The new rule went into effect on July 25, 2018, even though the RBI admitted that it could have done more due diligence before issuing its orders. The rules were specific: “In view of the associated risks, it has been decided that, with immediate effect, entities regulated by the Reserve Bank shall not deal in VCs or provide services for facilitating any person or entity in dealing with or settling VCs. Such services include maintaining accounts, registering, trading, settling, clearing, giving loans against virtual tokens, accepting them as collateral, opening accounts of exchanges dealing with them and transfer / receipt of money in accounts relating to purchase/ sale of VCs.”
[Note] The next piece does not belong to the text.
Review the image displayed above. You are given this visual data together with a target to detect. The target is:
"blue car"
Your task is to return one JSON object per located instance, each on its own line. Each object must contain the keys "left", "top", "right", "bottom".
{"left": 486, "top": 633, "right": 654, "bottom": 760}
Suddenly exchanges could not settle in fiat with clients, unless through overseas accounts. Zebpay, one of three domestic crypto exchanges, had to shut its doors. Various groups filed petitions and lawsuits, while putting pressure on public officials to institute new laws. Several crypto related court cases are now presently pending with the Supreme Court, and the word on the street is that the Court has given the government four weeks to finalize regulations or it will rule on its pending cases. Internal sources contend that the Court will reverse the current ban imposed by the RBI.
We reported in January that the inter-ministerial committee was gradually forming a more favorable consensus about cryptocurrencies. According to one insider acquainted with committee discussions: “We have already had two meetings. There is a general consensus that cryptocurrency cannot be dismissed as completely illegal. It needs to be legalised with strong riders. Deliberations are on. We will have more clarity soon.”
There have been no further pronouncements from this inter-ministerial group, other than that they take the subject matter very seriously, want to do the right thing for the country, but believe that they must proceed with “utmost caution”. They have published no timetables or submitted any preliminary regulations for review and feedback.
The Supreme Court, however, is hearing cases where it is posited that the RBI acted without constitutional support, and its actions are causing irreparable harm to existing businesses. The Court is apparently losing its patience, the reason for the mandate to act or else the Court will independently rule. It is doubtful whether the government committee could produce new rules within the four-week period given by the Court.
Crypto enthusiasts in India, however, are once again holding their collective breath to see if current actions to lift the cryptocurrency ban and permit regulated exchange trading again will be successful. The clock is ticking.